Oto asimilasyon tehlikesi
Okulların asimilasyondaki rolüne dikkat çeken Öcalan, birçok ailenin de kendi kendine çocuğunu asimile ettiğini, asimilasyonun artık evin içine kadar geldiğini belirterek otoasimilasyona dikkat çekti. Öcalan, şöyle devam etti: “Kürdün adı, dili, kimliği kabul görmüyor. Kürtlerden bahsediyorlar, özellikle seçim zamanlarında Kürtçe dilinden de bahsediyorlar, İçişleri Bakanı Diyarbakır’da Kürtçe müzik eşliğinde halay da çekiyor ama resmiyette Kürt dili görülmüyor. Bu gerçekliği görmemiz lazım. Bir yandan dilin yasaklanacak, yüzyıldır bir asimilasyon politikası senin dilin üzerinde yürütülecek, bir yandan da bazı partiler, siyasetçiler iktidar olmak için sembolik işler yapacak. Kürt dili sadece halay çekmek için, Kürtçe müzik dinlemek için yoktur. Kürt dilinin akademik olarak eğitiminin verilmesi gerekir. Kürt dilinin gelişmesi için eğitim dili olması gerekir.”

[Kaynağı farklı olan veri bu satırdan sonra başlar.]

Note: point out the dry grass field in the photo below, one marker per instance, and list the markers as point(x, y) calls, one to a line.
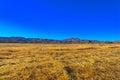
point(59, 61)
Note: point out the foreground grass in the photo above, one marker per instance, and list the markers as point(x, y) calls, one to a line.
point(59, 61)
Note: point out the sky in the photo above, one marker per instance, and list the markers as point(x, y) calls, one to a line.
point(60, 19)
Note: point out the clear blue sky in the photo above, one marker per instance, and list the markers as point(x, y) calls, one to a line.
point(59, 19)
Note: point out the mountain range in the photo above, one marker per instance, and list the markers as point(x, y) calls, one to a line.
point(40, 40)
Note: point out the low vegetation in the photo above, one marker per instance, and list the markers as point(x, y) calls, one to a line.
point(20, 61)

‘Anadil de eğitim istemek politik bir taleptir’
Anadil üzerindeki asimilasyona karşı durmanın Kürt mücadelesindeki önemine işaret eden Öcalan, “Bazıları çıkıp, ‘bizim siyasetle işimiz yok, sadece Kürt dilinin gelişmesini istiyoruz’ diyorlar. Böyle bir şey yok. Bu cümleler kendini, kandırmadır. Anadil de eğitim istemenin kendisi politik bir taleptir, politik bir duruştur. Bunun için de politik bir mücadele yürütmek gerekir. Bugün HDP’nin yürüttüğü mücadele budur. HDP olarak anadil de eğitime çok büyük bir önem veriyoruz. Anadil de eğitimin yapılması için mücadele edeceğiz. Biz de komisyon olarak bu çalışmayı yürüteceğiz” dedi.

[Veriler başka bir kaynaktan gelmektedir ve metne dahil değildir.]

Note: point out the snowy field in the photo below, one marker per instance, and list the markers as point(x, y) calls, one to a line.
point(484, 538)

‘Anadilde eğitim kurumsallaşmalı’
“Kürtçe eğitim dili olmadığı sürece kaybolma tehlikesiyle karşı karşıyadır” diyen Öcalan, “Sadece evde, sokakta, düğünde, cenazede Kürtçeyi kullanmak yetmiyor. Bunun kurumsallaşması gerekiyor. Kürdün kimliği kabul edilmeden dili de kabul görmez. Kayyımlar atandığında ilk olarak Kürt diline saldırdılar. Kürt diline düşmanlık bazen açık yapılıyor bazen de sistematik olarak gizli yapılıyor. Şimdi seçmeli Kürtçe dersler var. ‘Kürt yoktur, dili yoktur, dili medeniyet dili değildir’ diyenlere karşı Kürt halkı mücadelesiyle bu hakkı kazandı. Milyonlarca Kürdün yaşadığı Türkiye’de Kürt halkına dili sadece seçmeli ders olarak layık görülüyor. Bu devlet için bir ayıptır. Bizim için bir kazanım olsa da resmiyeti yok. Yarın devlet bir mevzuat ile kaldırabilir. Kürtçe seçmeli dersler seçilse bile bu sefer ‘öğretmen yok, seçenler az, ya da başka bir ders seçemez’ gibi engellemelerle karşı karşıya kalınıyor. Seçmeli dersler seçilmemesi için birçok oyunlar oynanıyor, teşvik yapılmıyor. Her millet, her halk kendi anadilinde konuşmalı ve eğitim görebilmelidir” şeklinde konuştu.
Etkinliklere katılım çağrısı
Öcalan, 12 Eylül’de birçok merkezde “anadilde eğitim” talebiyle yapacakları açıklamaya Kürt halkını davet ederek, sözlerini şöyle noktaladı: “12 Eylül’de yüzyıldır Kürt dili üzerinde süren asimilasyona karşı ‘Kürtçe dilinde eğitim istiyoruz’ talebiyle, ‘Kürt dili üzerindeki asimilasyonu durdurun’, diyeceğiz. Tüm halkımızı açıklamamıza davet ediyoruz. Kürt dilinin, kültürünün gelişmesi için çalışmalarımıza devam edeceğiz.”